Philippine Airlines Bounces Back

Philippine Airlines surged back to profitability after slipping into the red last year by posting a record P983.9 million net income for the April-to-June period this year, the first quarter of its current 2002-2003 fiscal year.

The surplus, the largest quarterly profit in PAL`s 61-year history, largely made up for the P1.6-billion annual loss the flag carrier suffered in the preceding fiscal year.  That deficit was caused mainly by the fallout from the Sept. 11 U.S. terror attacks.

“This achievement is the result of an entire team pulling together at a critical juncture for the company.  I could not have asked for a better start to the fiscal year,” said PAL president Avelino L. Zapanta.

PAL`s fiscal year begins April 1 and ends March 31 the following year.

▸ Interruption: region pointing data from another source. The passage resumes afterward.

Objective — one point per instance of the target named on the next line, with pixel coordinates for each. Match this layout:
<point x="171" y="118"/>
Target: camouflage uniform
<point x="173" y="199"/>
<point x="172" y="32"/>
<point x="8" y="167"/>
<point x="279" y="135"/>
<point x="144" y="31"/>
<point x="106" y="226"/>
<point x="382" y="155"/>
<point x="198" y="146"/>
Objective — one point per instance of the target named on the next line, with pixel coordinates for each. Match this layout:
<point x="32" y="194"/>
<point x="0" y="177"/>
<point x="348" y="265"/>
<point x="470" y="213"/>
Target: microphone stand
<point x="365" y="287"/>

This year`s P983.9-million first-quarter profit was more than twice the P457.7 million net income PAL earned for the same period last year.  It also surpassed the airline`s internal budget target nearly nine times over.


“The profit performance reflected PAL`s ability to adjust to the dynamics of the volatile post-Sept. 11 marketplace,” said Zapanta.

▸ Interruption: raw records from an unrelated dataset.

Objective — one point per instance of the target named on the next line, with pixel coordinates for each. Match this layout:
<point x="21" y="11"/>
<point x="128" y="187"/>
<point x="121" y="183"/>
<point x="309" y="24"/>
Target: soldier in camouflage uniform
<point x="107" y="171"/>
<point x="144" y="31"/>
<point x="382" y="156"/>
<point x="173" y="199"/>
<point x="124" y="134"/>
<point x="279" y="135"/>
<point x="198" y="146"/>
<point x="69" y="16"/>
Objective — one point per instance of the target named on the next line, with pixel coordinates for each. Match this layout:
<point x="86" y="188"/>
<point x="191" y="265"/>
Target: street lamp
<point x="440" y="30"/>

PAL had to rationalize its capacity offering so that this precious resource is optimally allocated where it is most needed for greater public service.

The company also intensified its already stringent cost-cutting program, spending P343 million less on fuel and P84.4 million less on maintenance—its top two expense items—than last year.

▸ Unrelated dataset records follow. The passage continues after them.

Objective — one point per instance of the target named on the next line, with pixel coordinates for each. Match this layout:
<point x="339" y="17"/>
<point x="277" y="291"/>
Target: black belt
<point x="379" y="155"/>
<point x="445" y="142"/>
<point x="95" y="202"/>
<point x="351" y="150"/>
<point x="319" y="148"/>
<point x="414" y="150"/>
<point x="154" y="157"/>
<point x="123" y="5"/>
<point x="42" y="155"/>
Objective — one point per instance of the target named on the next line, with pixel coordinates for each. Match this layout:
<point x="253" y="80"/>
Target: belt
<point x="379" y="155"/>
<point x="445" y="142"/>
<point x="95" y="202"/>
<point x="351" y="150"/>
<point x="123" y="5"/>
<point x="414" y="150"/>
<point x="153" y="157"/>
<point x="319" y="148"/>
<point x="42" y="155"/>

Overall, PAL was able to reduce its operating expenditures by nearly one billion pesos to a level of P8.67 billion, despite having essentially the same assets and organization.

“This proved crucial as operating revenues stayed flat at P11.4 billion, leading to an operating income of P2.73 billion—45% higher than a year ago,” said Zapanta.

Financing charges of P1.5 billion and other charges of P251.8 million further brought down the profit figure to the bottom line of P983.9 million.

Despite carrying slightly less passengers in the domestic network and flying less flights owing to the capacity alignments, PAL still experienced significantly higher systemwide load factors for the quarter: 67.6% in the domestic sector and 81.1% in international, for an impressive 78.9% overall.

“This leads us to seriously study whether to add capacity,” noted Zapanta.

PAL`s stunning first-quarter performance puts the flag carrier firmly back on the growth track—the latest of its many storied comebacks.

After series of crises pushed it to the brink of liquidation in 1999, PAL turned around under rehabilitation, posting two straight years of profit—P46 million in 1999-2000 and P419 million in 2000-2001.  It was well on its way to a third year until Sept. 11 derailed its bid.